I first remember seeing "Top Cat" when it was part of NBC's Saturday morning lineup in the late 60's (I was born on April 29, 1962, when the show was halfway through its first - and only - prime-time season on ABC).
Whoever said, "You don't really appreciate something until after it's gone," was right - once "Top Cat" left NBC in 1969, all I had were comic books of the show to enjoy, as well as a coloring book of when T.C. and the gang went to the local zoo.

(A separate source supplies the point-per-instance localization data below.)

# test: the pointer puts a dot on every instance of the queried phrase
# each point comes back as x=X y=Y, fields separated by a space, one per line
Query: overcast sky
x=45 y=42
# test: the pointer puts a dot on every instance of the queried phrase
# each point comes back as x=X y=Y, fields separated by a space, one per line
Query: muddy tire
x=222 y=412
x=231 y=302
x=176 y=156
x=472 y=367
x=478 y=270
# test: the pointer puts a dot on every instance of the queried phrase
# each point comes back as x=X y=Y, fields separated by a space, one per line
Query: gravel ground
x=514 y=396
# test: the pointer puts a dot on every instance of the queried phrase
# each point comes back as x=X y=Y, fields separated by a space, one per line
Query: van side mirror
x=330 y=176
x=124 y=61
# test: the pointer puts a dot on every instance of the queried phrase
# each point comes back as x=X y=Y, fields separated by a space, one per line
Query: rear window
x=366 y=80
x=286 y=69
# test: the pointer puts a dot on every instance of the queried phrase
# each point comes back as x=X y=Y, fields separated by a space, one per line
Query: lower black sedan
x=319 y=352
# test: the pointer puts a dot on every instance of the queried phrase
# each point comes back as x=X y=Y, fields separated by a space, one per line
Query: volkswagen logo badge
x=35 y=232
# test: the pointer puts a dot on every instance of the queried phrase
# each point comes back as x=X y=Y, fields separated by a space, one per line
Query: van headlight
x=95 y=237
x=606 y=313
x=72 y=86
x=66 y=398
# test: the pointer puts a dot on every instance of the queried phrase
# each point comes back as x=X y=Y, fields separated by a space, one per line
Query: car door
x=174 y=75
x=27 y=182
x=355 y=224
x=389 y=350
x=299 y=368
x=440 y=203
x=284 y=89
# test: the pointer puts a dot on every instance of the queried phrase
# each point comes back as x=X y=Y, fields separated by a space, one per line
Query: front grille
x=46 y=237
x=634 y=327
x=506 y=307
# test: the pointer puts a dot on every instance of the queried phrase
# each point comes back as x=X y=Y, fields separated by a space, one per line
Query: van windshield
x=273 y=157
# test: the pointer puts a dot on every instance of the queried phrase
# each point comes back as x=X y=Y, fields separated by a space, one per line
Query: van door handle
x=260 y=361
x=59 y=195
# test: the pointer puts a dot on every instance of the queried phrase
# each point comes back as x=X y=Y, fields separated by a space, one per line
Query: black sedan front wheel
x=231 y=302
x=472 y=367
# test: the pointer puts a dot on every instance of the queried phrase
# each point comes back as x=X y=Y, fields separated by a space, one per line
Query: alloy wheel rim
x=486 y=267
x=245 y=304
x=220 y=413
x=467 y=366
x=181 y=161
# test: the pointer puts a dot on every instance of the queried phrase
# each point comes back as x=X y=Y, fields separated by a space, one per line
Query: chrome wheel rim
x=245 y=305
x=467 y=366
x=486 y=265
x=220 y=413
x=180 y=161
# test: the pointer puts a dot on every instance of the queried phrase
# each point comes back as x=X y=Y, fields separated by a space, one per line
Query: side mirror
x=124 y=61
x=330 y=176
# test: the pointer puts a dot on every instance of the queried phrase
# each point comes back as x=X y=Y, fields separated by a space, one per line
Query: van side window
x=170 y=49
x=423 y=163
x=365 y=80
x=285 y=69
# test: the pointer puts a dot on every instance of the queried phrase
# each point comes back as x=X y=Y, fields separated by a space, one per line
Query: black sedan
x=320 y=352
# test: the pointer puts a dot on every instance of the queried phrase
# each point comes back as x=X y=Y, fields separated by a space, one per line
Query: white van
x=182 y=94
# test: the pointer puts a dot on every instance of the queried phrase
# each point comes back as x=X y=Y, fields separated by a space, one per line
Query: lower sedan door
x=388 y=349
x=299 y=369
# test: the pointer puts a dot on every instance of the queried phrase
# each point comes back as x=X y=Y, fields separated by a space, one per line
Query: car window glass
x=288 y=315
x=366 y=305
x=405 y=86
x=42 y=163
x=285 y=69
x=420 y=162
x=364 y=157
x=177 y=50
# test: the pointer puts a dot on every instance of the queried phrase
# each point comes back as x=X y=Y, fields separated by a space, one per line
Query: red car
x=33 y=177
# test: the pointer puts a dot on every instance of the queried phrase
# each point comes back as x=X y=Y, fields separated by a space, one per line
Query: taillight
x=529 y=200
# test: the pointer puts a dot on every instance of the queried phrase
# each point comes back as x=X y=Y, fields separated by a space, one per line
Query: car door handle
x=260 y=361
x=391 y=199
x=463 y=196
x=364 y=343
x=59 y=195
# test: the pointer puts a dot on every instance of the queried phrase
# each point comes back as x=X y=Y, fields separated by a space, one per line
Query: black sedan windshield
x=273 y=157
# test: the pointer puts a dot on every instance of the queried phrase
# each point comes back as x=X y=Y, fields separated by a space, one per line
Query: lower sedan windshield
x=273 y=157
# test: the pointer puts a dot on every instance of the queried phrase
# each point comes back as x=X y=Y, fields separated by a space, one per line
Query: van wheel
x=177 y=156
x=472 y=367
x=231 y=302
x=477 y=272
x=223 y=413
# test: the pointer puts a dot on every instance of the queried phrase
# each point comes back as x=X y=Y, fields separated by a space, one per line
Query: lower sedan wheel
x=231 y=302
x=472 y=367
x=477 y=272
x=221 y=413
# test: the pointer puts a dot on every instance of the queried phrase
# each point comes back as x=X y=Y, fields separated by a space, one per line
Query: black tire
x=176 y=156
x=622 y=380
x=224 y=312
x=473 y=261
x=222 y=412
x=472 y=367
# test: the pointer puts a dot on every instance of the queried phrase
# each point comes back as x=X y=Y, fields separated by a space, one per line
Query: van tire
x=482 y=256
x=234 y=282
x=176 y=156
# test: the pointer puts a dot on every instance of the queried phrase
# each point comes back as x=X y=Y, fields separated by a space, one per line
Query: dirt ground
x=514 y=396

When "T.C." was first syndicated in 1969, no stations here in Detroit (or around Lansing, Michigan, where I moved to in 1971 and lived until 1978) decided to purchase the reruns and show them (apparently the program directors of said stations didn't know a good cartoon series when they saw one); until 1996, when Cartoon Network reran "T.C." for the first time in ages, it would be a miracle (such as when I visited my relatives near Pittsburgh or my grandparents in California) before I ever saw any episodes of the show again.
About two weeks ago (January 14), I FINALLY purchased the entire 30-episode DVD box set of "Top Cat." It was such a treat to see all the episodes again, as well as the shorts with the actors who voiced the characters (my favorite "Top Cat" episodes have to be "All That Jazz," about the "diamond mine in Diambodi," and "The Golden Fleecing," about the female cat Honeydew Melon). And the best part is: Now I DON'T have to wait until if and when Boomerang decides to rerun "T.C." in the future; I can watch the show again any time I want!
(I also recently tracked down a copy of the 1962 TV soundtrack album on vinyl, so now I have another "T.C." collectible to enjoy. I hope to have one of my friends dub it onto a CD for me.)
So thanks, Warner Home Video, for helping revive an old, enjoyable childhood memory. It was certainly $45 well spent! (Now would you PLEASE see about putting another one of my all-time favorite, and seldom-seen, Hanna-Barbera cartoon series, "The Roman Holidays," on DVD soon? I know that would also be worth paying good money for!)